Simulation of past climate shows recent models may be too sensitive to carbon dioxide
NCAR-based model may provide unrealistically high projections of future warming
Apr 30, 2020 - by Staff
Apr 30, 2020 - by Staff
This article is adapted from a news release published by the University of Michigan.
A new study concludes that some of the latest-generation climate models may be overly sensitive to carbon dioxide increases and therefore project future warming that is unrealistically high.
In a letter published today in the journal Nature Climate Change, the researchers say that projections from one of the leading models, the Community Earth System Model 2 (CESM2), are not supported by geological evidence from a previous warming period roughly 50 million years ago. CESM2 is based at the National Center for Atmospheric Research (NCAR).
The researcher team, led by the University of Michigan, used the CESM2 model to simulate temperatures during the Early Eocene, a time when rainforests thrived in the tropics of the New World, according to fossil evidence.

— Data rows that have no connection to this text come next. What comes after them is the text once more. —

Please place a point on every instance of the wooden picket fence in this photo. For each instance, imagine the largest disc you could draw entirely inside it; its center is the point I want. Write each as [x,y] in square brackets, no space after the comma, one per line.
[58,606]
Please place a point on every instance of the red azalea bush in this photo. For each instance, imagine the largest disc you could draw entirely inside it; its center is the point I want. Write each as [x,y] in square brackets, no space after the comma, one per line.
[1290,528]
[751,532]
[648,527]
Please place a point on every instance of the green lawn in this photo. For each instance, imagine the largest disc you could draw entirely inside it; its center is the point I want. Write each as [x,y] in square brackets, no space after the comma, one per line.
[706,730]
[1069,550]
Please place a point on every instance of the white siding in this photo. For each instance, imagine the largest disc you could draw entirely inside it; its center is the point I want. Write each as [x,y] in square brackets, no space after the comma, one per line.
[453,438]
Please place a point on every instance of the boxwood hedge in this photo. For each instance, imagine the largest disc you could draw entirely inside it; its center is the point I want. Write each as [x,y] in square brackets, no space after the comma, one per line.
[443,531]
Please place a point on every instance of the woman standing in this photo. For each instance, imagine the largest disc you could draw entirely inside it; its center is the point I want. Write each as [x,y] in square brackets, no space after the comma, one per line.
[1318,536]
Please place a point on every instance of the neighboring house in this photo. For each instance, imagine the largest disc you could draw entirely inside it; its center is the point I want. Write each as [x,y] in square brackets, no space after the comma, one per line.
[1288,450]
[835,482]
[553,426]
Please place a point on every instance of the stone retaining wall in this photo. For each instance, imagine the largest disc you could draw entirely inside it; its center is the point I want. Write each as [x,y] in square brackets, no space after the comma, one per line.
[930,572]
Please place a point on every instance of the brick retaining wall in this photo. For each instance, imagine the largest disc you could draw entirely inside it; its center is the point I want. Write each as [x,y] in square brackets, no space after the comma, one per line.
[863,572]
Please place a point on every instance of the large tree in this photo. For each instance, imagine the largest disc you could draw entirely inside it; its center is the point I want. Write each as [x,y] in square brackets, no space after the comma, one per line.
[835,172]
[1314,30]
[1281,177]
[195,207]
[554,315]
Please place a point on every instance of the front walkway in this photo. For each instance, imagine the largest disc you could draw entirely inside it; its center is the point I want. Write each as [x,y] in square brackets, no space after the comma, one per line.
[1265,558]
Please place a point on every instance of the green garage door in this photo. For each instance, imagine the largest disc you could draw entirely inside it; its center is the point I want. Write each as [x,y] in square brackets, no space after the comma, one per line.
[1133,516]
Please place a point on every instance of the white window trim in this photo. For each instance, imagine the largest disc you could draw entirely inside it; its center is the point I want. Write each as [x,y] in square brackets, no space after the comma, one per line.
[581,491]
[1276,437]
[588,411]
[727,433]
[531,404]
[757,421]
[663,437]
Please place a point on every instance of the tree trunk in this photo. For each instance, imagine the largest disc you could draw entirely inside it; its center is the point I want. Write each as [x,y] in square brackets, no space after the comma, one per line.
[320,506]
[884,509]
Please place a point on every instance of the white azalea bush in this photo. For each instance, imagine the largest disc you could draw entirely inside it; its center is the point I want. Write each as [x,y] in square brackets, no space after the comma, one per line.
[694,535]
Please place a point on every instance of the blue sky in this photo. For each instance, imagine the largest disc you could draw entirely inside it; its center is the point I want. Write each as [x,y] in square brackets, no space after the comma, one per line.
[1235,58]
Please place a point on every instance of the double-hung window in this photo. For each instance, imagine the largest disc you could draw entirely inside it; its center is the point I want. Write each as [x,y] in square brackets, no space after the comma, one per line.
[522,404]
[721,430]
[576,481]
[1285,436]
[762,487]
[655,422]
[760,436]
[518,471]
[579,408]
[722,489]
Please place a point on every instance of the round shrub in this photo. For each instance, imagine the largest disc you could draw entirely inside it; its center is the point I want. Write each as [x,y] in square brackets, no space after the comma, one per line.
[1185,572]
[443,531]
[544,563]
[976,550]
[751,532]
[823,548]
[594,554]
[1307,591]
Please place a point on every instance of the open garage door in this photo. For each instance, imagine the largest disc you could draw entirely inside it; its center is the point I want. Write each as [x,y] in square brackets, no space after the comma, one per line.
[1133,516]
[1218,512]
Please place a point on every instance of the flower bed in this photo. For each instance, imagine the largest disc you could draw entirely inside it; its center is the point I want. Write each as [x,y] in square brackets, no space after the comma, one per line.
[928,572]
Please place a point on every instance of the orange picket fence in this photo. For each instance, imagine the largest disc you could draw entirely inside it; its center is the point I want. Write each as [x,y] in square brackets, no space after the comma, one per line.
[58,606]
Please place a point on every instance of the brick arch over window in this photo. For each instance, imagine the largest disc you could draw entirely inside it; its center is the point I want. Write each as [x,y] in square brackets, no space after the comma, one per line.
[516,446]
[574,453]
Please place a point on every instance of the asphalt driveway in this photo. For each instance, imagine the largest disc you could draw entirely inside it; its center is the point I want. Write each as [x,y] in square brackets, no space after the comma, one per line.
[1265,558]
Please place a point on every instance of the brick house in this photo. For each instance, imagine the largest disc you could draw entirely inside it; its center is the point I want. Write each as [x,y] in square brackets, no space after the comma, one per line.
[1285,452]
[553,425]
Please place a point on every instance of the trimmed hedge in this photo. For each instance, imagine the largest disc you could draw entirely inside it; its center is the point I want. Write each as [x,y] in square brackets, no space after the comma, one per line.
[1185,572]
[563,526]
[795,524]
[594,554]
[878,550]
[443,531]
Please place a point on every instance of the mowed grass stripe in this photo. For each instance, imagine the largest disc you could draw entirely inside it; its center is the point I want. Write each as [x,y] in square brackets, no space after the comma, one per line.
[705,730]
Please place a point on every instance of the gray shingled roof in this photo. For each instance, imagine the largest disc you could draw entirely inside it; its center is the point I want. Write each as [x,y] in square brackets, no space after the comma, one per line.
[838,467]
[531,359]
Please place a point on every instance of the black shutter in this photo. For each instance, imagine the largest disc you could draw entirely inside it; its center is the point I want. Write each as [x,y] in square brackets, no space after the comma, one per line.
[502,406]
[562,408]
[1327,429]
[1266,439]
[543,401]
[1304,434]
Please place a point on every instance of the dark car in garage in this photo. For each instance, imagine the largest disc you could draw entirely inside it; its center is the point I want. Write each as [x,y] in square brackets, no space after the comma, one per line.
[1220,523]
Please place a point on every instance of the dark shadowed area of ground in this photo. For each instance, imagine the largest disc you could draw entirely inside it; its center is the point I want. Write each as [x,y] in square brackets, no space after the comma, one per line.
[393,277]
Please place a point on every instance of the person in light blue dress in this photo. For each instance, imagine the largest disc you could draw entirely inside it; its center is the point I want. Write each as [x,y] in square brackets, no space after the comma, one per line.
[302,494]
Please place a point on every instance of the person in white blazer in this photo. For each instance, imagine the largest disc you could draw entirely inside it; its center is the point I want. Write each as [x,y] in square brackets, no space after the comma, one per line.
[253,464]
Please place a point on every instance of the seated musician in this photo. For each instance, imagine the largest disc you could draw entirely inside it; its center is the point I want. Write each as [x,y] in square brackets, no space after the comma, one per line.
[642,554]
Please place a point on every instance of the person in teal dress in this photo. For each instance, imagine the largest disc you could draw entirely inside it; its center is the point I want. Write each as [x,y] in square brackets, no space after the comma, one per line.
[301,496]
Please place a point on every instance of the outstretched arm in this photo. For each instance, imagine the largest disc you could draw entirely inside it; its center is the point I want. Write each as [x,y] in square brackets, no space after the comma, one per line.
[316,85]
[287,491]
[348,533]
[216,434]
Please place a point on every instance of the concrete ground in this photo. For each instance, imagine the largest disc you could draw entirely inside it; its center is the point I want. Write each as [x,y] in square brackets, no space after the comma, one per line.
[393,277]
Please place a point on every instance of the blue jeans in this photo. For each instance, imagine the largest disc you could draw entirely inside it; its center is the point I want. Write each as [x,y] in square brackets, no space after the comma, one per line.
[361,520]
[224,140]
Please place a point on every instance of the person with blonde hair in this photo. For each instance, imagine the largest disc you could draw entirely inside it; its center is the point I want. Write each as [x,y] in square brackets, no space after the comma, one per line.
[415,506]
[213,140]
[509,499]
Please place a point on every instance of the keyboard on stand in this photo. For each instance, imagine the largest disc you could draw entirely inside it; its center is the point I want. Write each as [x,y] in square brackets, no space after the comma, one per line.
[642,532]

But CESM2 projected Early Eocene land temperatures exceeding 55 degrees Celsius (131 F) in the tropics, which is much higher than the temperature tolerance of plant photosynthesis — conflicting with the fossil evidence. On average across the globe, the model projected surface temperatures at least 6 C (11 F) warmer than estimates based on geological evidence.
“Some of the newest models used to make future predictions may be too sensitive to increases in atmospheric carbon dioxide and thus predict too much warming,” said U-M’s Chris Poulsen, a professor in the U-M Department of Earth and Environmental Sciences and one of the study’s three authors.
The other authors are U-M postdoctoral researcher Jiang Zhu and NCAR Senior Scientist Bette Otto-Bliesner. The authors say their study shows how geological evidence can be used to benchmark climate models and predictions of future warming.
The new study focuses on a key climate parameter called equilibrium climate sensitivity, or ECS.
ECS refers to the long-term change in global temperature that would result from a sustained doubling—lasting hundreds to thousands of years—of heat-trapping carbon dioxide above the pre-industrial baseline level of 285 parts per million.
The present-day CO2 level is about 410 ppm, and climate scientists say atmospheric concentrations could hit 1,000 ppm by the year 2100 if nothing is done to limit carbon emissions from the burning of fossil fuels.
For decades, most of the top climate models predicted an equilibrium climate sensitivity of around 3 degrees Celsius (5.4 F), with a range of 1.5 to 4.5 C (2.7 to 8.1 F).
But that changed recently with some of the newest climate models participating in CMIP6. The Coupled Model Intercomparison Project (CMIP) is an internationally coordinated effort between climate-science institutions, and it is now in its sixth phase. The next assessment report from the authoritative Intergovernmental Panel on Climate Change, which is due next year, will rely on CMIP6 models.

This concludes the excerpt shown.